Members of the Las Cruces Sustainability Office held meetings with residents in October 2024 to gauge interest and offer information about heat pumps. (Courtesy of the City of Las Cruces / Kelsey Hiss)
Las Cruces is moving forward with a project to cool the city’s hottest homes, but on a much smaller scale, city officials said, after the federal government pulled funds with little official communication.
“I don’t want to say canceled because formally no one has told us that,” said City of Las Cruces Sustainability Officer Jenney Hernandez. “But no one has also told us or talked to us since announcing that they have been — so to speak — on pause.”
Since 2022, the city was committed for $1.5 million in state and U.S. Department of Energy grants to install the heat pumps with a plan to outfit between 130 to 150 homes in two years.
Between funding received from the New Mexico Legislature and some leftover federal funds and vouchers, the program has about $700,000, Hernandez said, nearly half of what the city had secured initially.
“Now that all of this happened, it just means we have to reduce the initial amounts of home we anticipated to serve,” Hernandez said. “Quite honestly, we’re limping a lot at this point.”
The cooling program is only becoming more urgent as increasing heat threatens Las Cruces residents’ health.
“It’s a life threat for people experiencing high temperatures in their homes, with no other options for cooling,” she said.
In 2020, Las Cruces mapped the urban heat island effect by measuring the heat-trapping power of concrete and asphalt and the cooling impact of shaded green spaces. Las Cruces found the effect made low-income neighborhoods as much as 14 degrees hotter than higher-income neighborhoods, making it feel like 112 degrees when the air temperature measured 107 degrees.
These neighborhoods include some of the city’s oldest homes with many low-income families or seniors.
“You have a very sensitive population residing in these homes that have to deal with almost three months straight of triple-degree weather,” Hernandez said. “If you’re lucky, a swamp cooler in triple-degree weather and humidity will cool your house to about 90 degrees, which, after several consecutive days, is really detrimental to your health.”
Based on those findings, the city developed a plan to bring cooling into low-income neighborhoods by installing all-electric heat pumps.
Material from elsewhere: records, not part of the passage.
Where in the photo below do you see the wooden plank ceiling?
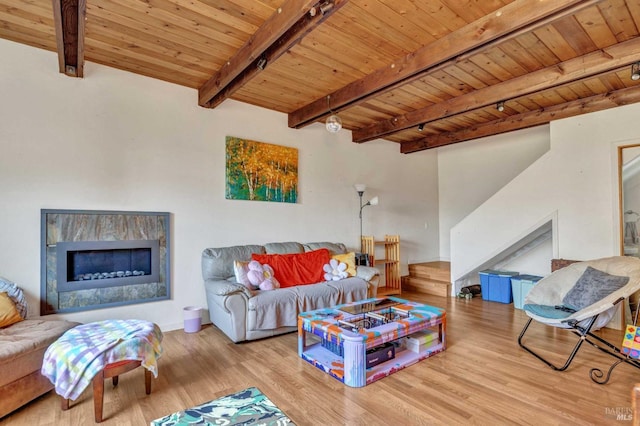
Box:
[0,0,640,153]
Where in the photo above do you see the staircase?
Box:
[402,262,451,297]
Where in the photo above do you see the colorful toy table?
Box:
[298,297,446,387]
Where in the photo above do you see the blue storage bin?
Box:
[480,269,518,303]
[511,275,542,309]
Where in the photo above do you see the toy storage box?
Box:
[511,275,542,309]
[480,269,518,303]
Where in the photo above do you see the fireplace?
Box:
[56,240,160,292]
[40,210,171,315]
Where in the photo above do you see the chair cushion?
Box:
[562,266,629,311]
[522,303,573,319]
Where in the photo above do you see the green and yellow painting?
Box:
[225,136,298,203]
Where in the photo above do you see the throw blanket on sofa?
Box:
[41,320,163,400]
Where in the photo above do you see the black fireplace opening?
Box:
[56,240,159,291]
[67,248,151,281]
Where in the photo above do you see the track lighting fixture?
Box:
[631,62,640,81]
[256,55,267,71]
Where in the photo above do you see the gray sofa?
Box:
[202,242,380,342]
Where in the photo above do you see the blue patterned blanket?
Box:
[41,320,163,400]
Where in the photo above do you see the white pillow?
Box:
[0,277,27,319]
[233,260,254,290]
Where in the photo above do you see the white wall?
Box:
[451,104,640,292]
[0,40,439,330]
[438,125,550,260]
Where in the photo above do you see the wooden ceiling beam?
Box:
[352,37,640,143]
[400,86,640,154]
[198,0,348,108]
[51,0,87,77]
[288,0,602,128]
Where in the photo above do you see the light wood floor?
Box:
[0,293,640,426]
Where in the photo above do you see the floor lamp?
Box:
[353,183,379,250]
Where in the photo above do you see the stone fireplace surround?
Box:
[40,209,171,315]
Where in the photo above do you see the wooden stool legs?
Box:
[61,361,151,423]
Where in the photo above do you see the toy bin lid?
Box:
[511,274,544,282]
[478,269,519,277]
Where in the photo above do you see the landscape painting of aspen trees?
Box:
[225,136,298,203]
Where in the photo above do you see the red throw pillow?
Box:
[251,249,331,287]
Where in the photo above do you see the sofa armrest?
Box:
[356,265,380,297]
[204,280,253,298]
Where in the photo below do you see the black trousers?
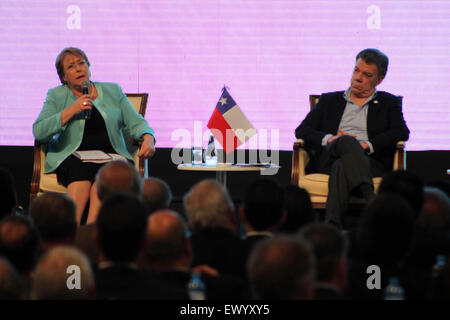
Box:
[317,135,385,226]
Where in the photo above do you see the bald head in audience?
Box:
[30,246,95,300]
[145,210,192,269]
[183,179,236,233]
[29,192,77,250]
[95,160,142,201]
[142,177,172,213]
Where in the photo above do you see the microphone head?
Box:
[81,80,91,94]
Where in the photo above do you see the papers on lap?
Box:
[73,150,127,163]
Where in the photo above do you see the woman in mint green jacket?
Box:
[33,48,155,223]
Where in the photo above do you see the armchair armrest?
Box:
[30,140,44,203]
[131,139,148,178]
[291,139,309,185]
[392,141,406,171]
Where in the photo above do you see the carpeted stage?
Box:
[0,146,450,215]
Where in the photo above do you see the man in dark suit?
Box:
[295,49,409,227]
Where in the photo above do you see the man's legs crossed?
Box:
[319,136,373,227]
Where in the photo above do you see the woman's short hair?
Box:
[55,47,91,84]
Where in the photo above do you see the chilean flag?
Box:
[208,87,256,154]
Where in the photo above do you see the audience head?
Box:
[247,235,314,300]
[29,192,77,249]
[0,257,26,300]
[142,177,172,213]
[243,179,284,231]
[417,187,450,231]
[0,168,17,219]
[95,160,142,201]
[145,210,191,269]
[97,193,147,263]
[30,246,95,300]
[300,223,346,290]
[0,216,41,276]
[355,48,389,78]
[412,187,450,270]
[426,180,450,198]
[355,194,415,266]
[433,257,450,300]
[183,179,235,233]
[378,170,423,217]
[280,184,314,234]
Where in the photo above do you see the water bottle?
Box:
[205,133,217,166]
[187,273,206,300]
[384,277,405,300]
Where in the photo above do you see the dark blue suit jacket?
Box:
[295,91,409,170]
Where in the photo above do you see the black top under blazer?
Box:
[295,91,409,170]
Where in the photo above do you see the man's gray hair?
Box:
[30,246,95,300]
[95,160,143,201]
[183,179,234,233]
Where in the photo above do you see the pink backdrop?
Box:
[0,0,450,150]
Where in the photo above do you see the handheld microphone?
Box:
[81,80,91,120]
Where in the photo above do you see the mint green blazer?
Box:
[33,82,154,173]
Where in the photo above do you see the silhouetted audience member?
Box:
[299,223,347,300]
[280,184,315,234]
[378,170,424,217]
[412,187,450,271]
[29,192,77,251]
[348,194,415,299]
[405,187,450,299]
[30,246,95,300]
[239,179,285,257]
[95,160,143,202]
[183,179,245,277]
[75,160,143,263]
[142,177,172,213]
[0,257,26,300]
[96,193,156,300]
[145,210,243,300]
[0,168,17,219]
[247,235,314,300]
[0,216,41,279]
[432,256,450,300]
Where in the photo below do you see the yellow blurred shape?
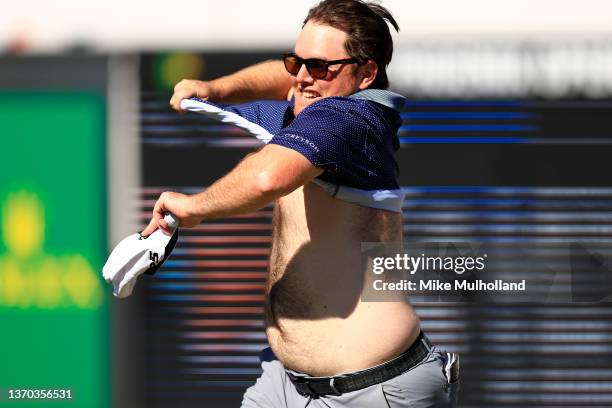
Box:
[36,256,62,309]
[2,190,45,258]
[0,258,26,306]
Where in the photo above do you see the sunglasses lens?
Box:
[306,60,327,79]
[284,55,302,75]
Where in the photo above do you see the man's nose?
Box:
[295,64,313,83]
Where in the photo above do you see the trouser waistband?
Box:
[287,332,432,398]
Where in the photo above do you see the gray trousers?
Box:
[242,346,459,408]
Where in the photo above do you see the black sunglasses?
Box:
[283,53,361,79]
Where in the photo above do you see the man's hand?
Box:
[170,79,217,112]
[140,191,202,237]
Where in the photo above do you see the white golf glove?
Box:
[102,213,178,298]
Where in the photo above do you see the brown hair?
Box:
[302,0,399,89]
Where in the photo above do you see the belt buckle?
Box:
[288,373,342,399]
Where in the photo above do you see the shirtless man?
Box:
[142,0,456,407]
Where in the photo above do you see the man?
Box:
[142,0,457,407]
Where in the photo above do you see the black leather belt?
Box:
[287,332,432,398]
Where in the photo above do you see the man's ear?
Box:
[359,59,378,89]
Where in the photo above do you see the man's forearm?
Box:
[210,60,291,102]
[190,145,323,221]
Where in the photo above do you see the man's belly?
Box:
[266,302,419,376]
[266,184,420,376]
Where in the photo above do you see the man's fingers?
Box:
[140,218,157,237]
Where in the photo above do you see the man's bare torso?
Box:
[266,183,419,376]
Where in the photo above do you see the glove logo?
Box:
[149,251,159,268]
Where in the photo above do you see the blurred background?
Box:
[0,0,612,408]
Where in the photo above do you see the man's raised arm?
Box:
[170,60,291,112]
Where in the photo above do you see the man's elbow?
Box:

Despite the name, the heat pump also offers efficient cooling of outside or underground air. Heat pumps work in more conditions than swamp coolers and may be cheaper than air conditioning over time, Hernandez said, noting incentives for such pumps through both the federal Inflation Reduction Act and state programs.
In January, when about to sign one grant contract for $400,000, the city received an email from the grant contractors that said “The DOE team has asked us to reschedule all sessions for the rest of the month,” and which canceled all meetings booked into April.
A second DOE grant, which Las Cruces first won in 2022, and was anticipating securing another $400,000 from in March, was “postponed,” according to an email from the National Renewable Energy Laboratory.
Hernandez said federal agencies have told the city the funding is under review, but has no answers for a timeline or if funding opportunities will be restored.
“Our office of Sustainability has — I don’t want to say lost — but is being ghosted on the money that has been awarded,” Hernandez said.
Source NM emailed requests for comment on Wednesday to the U.S. Department of Energy, but had not received a response by publication time.
The city is committing to selecting 30 pilot homes in the first year, and anticipates adding another 40 in the second year, much smaller than the initial scope. Hernandez said she’s seeking additional funding from outside grant sources, but doesn’t know if the program can continue beyond the first two years.
“I don’t know if there will be a third and fourth year,” she said. “And if there is, the amounts the residents will have to pay out of pocket will be much more substantial than we ever wanted, because we don’t have the money to help any more.”